Females also tend to score higher on "theory of mind" assessments. A large-scale study of over 300,000 participants across 57 countries found that women outperformed men on the widely used "Reading the Mind in the Eyes" test, which measures cognitive empathy.

From birth, male and female infants respond differently to emotional stimuli. Female neonates are more likely to cry when hearing other infants cry, and they make more eye contact than male infants. Some researchers believe that these early differences in responsiveness and eye contact may contribute to the development of stronger empathic skills in females over time.

Many studies show that females have an on-average advantage in empathic accuracy skills.

=== Empathy reception ===

==== Positive bias toward women ====

The women-are-wonderful effect is a well-documented psychological phenomenon describing the tendency of both men and women to view women more positively than men, particularly in terms of warmth, empathy, and morality. First introduced by social psychologists Alice Eagly and Antonio Mladinic in the early 1990s, the effect has been replicated across cultures and is considered a foundational mechanism contributing to the gender empathy gap.

==== Implications for empathy ====

This favorable bias increases the likelihood of empathizing with women more readily than with men. When women are perceived as more vulnerable or morally deserving, their suffering may be interpreted as more serious or urgent. This can result in:
- Greater emotional support and concern for female victims
- Increased moral outrage when women are harmed
- Higher willingness to help or defend women in ambiguous situations
- Greater support for government policies targeting women falling behind compared to policies targeting men falling behind.

A 2019 study published in Psychology of Men & Masculinity found that both male and female participants were significantly more likely to feel compassion for a physically injured female subject than for a male subject in the same scenario.
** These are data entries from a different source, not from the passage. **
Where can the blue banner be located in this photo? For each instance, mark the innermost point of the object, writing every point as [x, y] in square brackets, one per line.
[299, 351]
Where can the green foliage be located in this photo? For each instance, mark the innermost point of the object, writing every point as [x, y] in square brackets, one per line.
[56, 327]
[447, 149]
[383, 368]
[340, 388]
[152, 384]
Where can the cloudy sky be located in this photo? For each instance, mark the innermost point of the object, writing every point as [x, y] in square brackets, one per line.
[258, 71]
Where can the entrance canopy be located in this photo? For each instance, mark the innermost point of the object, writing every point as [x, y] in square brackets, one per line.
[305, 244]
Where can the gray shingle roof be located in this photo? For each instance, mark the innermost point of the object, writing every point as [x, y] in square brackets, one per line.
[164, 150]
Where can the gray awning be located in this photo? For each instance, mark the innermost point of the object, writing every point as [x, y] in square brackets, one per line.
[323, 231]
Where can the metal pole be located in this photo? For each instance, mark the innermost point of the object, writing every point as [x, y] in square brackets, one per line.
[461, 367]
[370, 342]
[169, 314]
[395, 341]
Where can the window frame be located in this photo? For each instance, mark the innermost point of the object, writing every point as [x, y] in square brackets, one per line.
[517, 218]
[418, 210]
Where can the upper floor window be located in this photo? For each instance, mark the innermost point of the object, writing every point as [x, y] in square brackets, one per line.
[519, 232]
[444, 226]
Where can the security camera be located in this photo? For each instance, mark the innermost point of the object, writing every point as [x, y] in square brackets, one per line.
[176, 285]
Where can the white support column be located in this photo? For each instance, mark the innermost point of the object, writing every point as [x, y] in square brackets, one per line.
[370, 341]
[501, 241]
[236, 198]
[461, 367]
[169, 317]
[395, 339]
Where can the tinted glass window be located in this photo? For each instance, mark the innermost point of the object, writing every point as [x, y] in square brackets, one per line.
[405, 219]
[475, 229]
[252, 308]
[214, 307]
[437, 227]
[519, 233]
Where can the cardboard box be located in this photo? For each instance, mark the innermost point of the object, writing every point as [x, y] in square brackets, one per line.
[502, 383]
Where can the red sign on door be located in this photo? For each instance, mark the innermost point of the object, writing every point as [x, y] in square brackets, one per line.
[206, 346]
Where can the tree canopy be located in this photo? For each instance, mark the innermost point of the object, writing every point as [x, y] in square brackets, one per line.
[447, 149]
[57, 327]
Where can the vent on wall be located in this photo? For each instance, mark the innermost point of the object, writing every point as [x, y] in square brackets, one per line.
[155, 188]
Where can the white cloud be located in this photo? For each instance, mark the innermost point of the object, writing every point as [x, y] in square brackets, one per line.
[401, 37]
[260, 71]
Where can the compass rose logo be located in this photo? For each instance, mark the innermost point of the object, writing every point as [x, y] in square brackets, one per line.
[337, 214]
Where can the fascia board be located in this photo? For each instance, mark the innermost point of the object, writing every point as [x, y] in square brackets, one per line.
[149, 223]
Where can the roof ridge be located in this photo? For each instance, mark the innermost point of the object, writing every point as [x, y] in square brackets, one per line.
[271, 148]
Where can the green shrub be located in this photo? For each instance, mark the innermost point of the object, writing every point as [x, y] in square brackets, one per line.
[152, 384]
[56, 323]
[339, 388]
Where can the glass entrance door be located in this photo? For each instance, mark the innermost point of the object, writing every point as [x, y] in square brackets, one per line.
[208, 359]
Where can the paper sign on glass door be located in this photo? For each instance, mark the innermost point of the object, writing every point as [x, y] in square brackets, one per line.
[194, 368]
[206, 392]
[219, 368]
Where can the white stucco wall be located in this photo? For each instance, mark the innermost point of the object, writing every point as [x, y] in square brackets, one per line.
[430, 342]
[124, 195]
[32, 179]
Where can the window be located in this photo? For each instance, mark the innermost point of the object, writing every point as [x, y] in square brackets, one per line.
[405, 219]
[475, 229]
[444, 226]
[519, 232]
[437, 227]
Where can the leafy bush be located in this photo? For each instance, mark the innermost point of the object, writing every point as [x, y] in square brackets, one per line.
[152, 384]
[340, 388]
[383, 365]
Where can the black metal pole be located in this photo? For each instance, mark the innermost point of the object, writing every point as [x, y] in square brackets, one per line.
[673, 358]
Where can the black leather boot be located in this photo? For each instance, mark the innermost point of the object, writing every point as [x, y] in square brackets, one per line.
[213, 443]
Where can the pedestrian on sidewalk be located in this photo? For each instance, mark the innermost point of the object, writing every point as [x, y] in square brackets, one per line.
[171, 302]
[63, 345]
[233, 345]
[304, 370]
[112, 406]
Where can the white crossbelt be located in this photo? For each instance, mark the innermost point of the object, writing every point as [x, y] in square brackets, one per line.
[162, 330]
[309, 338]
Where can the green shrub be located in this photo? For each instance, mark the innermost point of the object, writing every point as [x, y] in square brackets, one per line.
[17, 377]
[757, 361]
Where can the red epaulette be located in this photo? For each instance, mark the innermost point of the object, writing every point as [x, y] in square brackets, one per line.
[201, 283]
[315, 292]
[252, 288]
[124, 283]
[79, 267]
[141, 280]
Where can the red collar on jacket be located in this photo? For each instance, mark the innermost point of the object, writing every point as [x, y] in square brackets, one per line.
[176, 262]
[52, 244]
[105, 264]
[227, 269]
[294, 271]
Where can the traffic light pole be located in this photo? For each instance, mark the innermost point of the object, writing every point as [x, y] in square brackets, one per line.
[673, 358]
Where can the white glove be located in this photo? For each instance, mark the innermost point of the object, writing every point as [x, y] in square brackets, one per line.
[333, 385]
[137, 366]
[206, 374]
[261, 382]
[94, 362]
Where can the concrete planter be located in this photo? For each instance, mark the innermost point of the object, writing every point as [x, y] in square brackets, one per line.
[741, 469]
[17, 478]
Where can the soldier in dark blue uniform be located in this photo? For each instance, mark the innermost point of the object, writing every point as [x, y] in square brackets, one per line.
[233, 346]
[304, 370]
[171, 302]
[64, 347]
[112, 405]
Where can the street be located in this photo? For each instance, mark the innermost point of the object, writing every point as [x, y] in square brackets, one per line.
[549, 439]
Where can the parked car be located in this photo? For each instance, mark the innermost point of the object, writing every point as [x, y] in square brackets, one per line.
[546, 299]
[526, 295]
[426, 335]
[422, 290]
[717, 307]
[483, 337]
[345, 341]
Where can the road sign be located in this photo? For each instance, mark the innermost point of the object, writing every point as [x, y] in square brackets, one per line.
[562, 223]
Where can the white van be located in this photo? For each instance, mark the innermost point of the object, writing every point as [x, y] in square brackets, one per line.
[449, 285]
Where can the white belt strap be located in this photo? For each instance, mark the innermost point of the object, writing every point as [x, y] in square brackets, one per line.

A 2025 study on 35,000 Americans found that both men and women consider males falling behind to be less deserving of support than females falling behind because they are more likely to believe that males fall behind due to lack of effort.

== Sexism ==
Two studies examined responses to sexual assault research, particularly focusing on how hostile sexism predicts skepticism. In the first study, U.S. men were surveyed about their sexism levels and then asked about their skepticism towards different research summaries. Hostile sexism was found to strongly correlate with doubt towards sexual assault statistics, more so than towards other topics like breast cancer or alcohol abuse. The second study tested if self-affirmation could mitigate this skepticism but found it ineffective. This suggests that deeper educational strategies might be necessary to address biases that dismiss sexual assault research due to sexist views.

Other literature also shows that both males and females can sometimes exhibit benevolent sexism. When negative stereotypes are held on the basis of sex or gender this is known as hostile sexism.

Studies suggest that sexism and gender roles impact mental health outcomes as males are discouraged from appearing weak which impacts health seeking behaviour in males as they struggle to conform to gender roles where vulnerability is discouraged.

== Cultural differences in Empathy ==

=== Individualistic vs Collectivistic Cultures ===
Empathy can be described as the capacity to sympathize and understand others point of view. As different cultural backgrounds have different prosocial behavior, it's important to highlight the difference within individualistic cultures and collectivistic cultures in terms of gendered empathy. Key characteristics of both frameworks is how each ideology have different emphases in relation to self to others. Individualistic cultures tend to prioritize the self based on personal interest and gaining. While Collectivistic cultures tend to put others needs first rather than themselves. A study done in 63 countries have found that, those who generally have a higher collectivistic environment have reported to overall have show more agreeableness, self-esteem, even in cognitive and affective empathy.